Dr. Jackie del Castillo, IRISE Postdoctoral Fellow
Dr. Jacqueline del Castillo is a social scientist who cares about making good health possible for everyone. Her research centers activists in health social movement research and focuses on the lived experience of activists and how social movements aid innovation. She has worked with activists, funders and policymakers to strengthen movement organizing efforts through the development of useful practical tools, evidence and theory. Alongside completing a PhD at Imperial College London, she served as a Senior Fellow to the Blue Shield of California Foundation to advise a movement-building strategy to end domestic violence and worked with Nesta Health Lab, a UK innovation think tank, to establish the first UK social movement incubation program, strategically support NHS England’s Health as a Social Movement programme and produce two social movement policy reports, including The Power of People in Movements (2016) and We Change the World: What can we learn from global social movements for health? (2017).

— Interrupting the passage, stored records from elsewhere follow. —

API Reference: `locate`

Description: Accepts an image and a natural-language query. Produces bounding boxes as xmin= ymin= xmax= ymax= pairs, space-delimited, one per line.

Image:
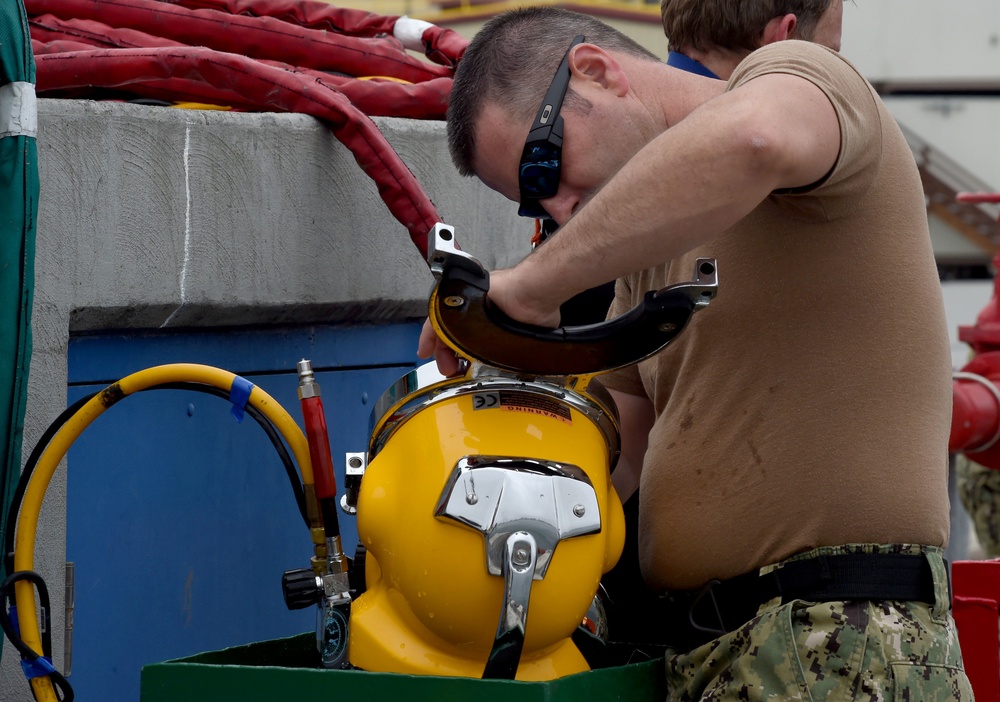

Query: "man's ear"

xmin=569 ymin=44 xmax=629 ymax=96
xmin=760 ymin=14 xmax=799 ymax=46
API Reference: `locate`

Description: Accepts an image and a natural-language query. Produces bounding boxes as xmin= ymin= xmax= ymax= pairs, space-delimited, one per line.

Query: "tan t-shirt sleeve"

xmin=600 ymin=278 xmax=646 ymax=396
xmin=728 ymin=41 xmax=882 ymax=220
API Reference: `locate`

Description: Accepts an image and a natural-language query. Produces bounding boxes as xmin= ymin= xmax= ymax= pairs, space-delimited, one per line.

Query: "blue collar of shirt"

xmin=667 ymin=51 xmax=719 ymax=80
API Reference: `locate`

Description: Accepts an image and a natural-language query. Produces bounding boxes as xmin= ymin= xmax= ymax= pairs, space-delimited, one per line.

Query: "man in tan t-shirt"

xmin=420 ymin=8 xmax=971 ymax=700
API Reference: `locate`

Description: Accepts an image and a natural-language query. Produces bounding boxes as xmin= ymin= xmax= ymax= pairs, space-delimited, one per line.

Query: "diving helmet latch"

xmin=435 ymin=456 xmax=601 ymax=680
xmin=483 ymin=531 xmax=538 ymax=680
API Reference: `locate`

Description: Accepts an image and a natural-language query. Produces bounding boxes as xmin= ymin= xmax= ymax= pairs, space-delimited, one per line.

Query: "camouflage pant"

xmin=666 ymin=545 xmax=973 ymax=702
xmin=955 ymin=454 xmax=1000 ymax=558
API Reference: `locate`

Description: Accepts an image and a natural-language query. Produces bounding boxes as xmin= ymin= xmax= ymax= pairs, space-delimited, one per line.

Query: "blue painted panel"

xmin=67 ymin=325 xmax=418 ymax=701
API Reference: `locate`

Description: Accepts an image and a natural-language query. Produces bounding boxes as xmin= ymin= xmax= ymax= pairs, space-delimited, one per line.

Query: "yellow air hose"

xmin=14 ymin=363 xmax=313 ymax=702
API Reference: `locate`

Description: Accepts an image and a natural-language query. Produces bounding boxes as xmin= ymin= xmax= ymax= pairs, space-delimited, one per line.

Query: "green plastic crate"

xmin=141 ymin=634 xmax=666 ymax=702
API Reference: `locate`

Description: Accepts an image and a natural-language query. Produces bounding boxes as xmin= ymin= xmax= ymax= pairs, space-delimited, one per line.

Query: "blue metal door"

xmin=66 ymin=324 xmax=419 ymax=701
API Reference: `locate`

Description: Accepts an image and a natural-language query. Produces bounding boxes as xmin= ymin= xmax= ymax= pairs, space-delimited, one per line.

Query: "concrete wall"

xmin=0 ymin=100 xmax=532 ymax=702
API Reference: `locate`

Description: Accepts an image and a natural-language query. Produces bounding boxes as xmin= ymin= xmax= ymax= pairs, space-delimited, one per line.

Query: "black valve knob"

xmin=281 ymin=568 xmax=323 ymax=609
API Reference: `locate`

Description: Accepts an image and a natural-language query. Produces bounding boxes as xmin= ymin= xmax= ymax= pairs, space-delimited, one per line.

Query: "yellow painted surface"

xmin=350 ymin=388 xmax=624 ymax=680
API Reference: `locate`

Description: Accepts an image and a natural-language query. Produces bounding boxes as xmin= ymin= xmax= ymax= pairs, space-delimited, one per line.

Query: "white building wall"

xmin=842 ymin=0 xmax=1000 ymax=81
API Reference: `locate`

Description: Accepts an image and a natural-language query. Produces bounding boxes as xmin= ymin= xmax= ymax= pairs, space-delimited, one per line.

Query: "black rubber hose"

xmin=3 ymin=382 xmax=309 ymax=573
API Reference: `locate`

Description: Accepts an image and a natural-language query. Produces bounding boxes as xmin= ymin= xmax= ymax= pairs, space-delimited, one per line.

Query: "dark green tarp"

xmin=0 ymin=0 xmax=38 ymax=664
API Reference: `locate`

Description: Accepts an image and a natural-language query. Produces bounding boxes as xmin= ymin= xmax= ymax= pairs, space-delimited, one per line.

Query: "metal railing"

xmin=900 ymin=125 xmax=1000 ymax=247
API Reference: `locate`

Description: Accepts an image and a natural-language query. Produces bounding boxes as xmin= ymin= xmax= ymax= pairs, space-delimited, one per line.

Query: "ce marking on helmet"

xmin=472 ymin=392 xmax=500 ymax=410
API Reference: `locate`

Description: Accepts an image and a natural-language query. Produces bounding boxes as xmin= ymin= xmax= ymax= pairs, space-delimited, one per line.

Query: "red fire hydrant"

xmin=948 ymin=193 xmax=1000 ymax=470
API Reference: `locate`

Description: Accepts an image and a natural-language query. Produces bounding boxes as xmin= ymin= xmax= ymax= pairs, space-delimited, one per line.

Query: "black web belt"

xmin=658 ymin=553 xmax=934 ymax=651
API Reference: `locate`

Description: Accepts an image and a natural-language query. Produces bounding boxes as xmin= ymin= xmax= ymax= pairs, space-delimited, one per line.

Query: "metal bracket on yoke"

xmin=427 ymin=223 xmax=718 ymax=376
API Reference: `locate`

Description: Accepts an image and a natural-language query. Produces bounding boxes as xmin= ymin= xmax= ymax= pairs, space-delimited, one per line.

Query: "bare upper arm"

xmin=709 ymin=73 xmax=841 ymax=190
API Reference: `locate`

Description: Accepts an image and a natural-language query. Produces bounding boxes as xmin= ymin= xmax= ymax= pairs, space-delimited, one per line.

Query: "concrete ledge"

xmin=0 ymin=100 xmax=532 ymax=702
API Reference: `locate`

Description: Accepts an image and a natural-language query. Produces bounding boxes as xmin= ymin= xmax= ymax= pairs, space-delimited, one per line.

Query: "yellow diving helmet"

xmin=345 ymin=224 xmax=716 ymax=680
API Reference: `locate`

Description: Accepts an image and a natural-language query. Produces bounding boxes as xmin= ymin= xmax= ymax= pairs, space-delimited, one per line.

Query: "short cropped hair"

xmin=660 ymin=0 xmax=831 ymax=51
xmin=447 ymin=7 xmax=660 ymax=176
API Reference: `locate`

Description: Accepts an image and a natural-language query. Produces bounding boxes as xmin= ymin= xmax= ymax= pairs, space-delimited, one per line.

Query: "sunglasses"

xmin=517 ymin=34 xmax=584 ymax=219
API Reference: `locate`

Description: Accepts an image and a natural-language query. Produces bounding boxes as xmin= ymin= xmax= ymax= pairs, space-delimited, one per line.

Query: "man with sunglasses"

xmin=419 ymin=8 xmax=972 ymax=700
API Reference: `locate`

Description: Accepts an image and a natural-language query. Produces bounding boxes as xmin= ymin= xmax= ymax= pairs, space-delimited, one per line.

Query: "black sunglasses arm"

xmin=428 ymin=223 xmax=718 ymax=377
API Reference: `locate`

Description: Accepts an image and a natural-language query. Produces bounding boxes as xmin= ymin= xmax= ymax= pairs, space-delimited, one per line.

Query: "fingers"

xmin=417 ymin=319 xmax=439 ymax=358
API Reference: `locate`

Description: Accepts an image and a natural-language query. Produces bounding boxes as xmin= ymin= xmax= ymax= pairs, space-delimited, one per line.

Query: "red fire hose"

xmin=25 ymin=0 xmax=467 ymax=256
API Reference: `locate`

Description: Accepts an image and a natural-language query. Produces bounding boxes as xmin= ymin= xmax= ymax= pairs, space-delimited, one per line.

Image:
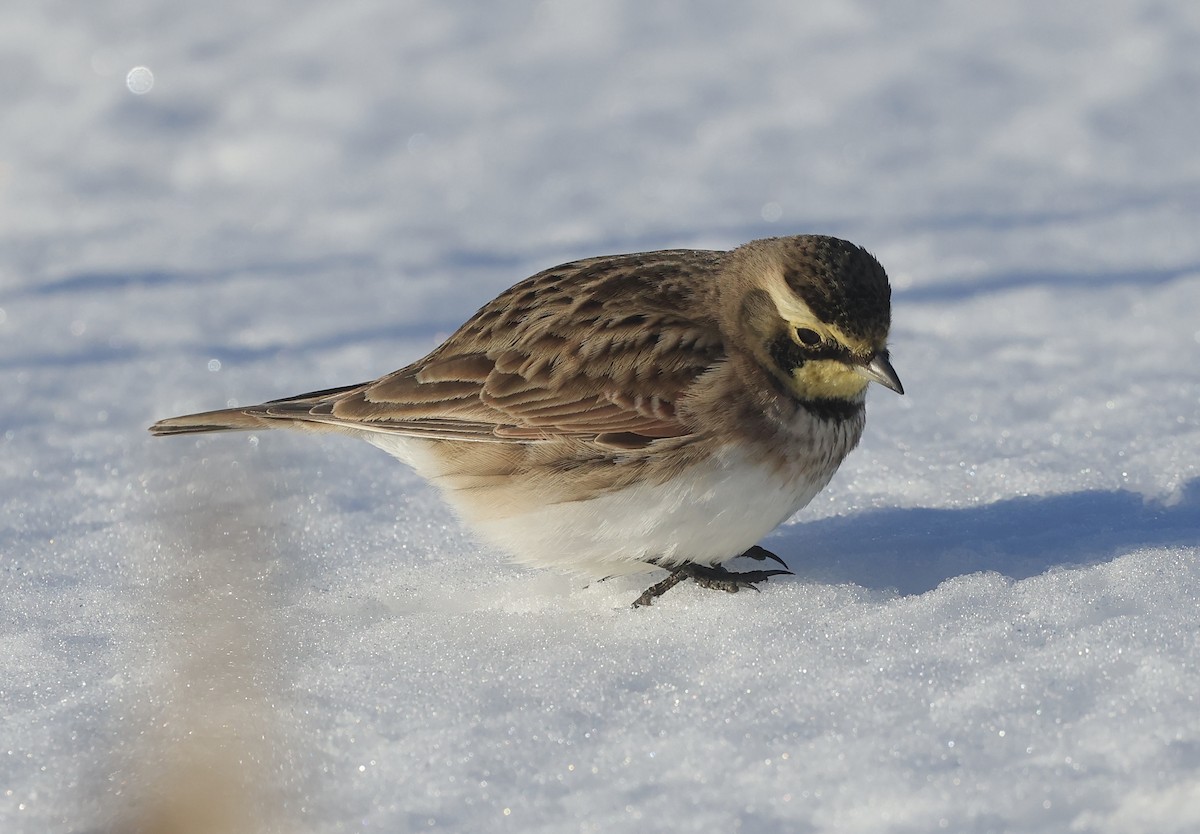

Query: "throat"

She currently serves on the World Economic Forum Council on Equity and Social Justice.
Jacqueline has over 17 years of experience in health innovation, including as a senior designer at the Mayo Clinic Center for Innovation and the Helix Centre for Design in London. An affordable medical device she contributed to has averted over 19,000 newborns worldwide from death and disability. Jacqueline received her MS and BS in Engineering from Stanford University where she trained at the Hasso Plattner Institute of Design. She has taught at University of Oxford, Royal College of Art, Berkeley, Stanford and Imperial College London. One of Jacqueline’s movement-building workshops spawned a new research program on “Movements of Movements” at Oxford Saïd Business School.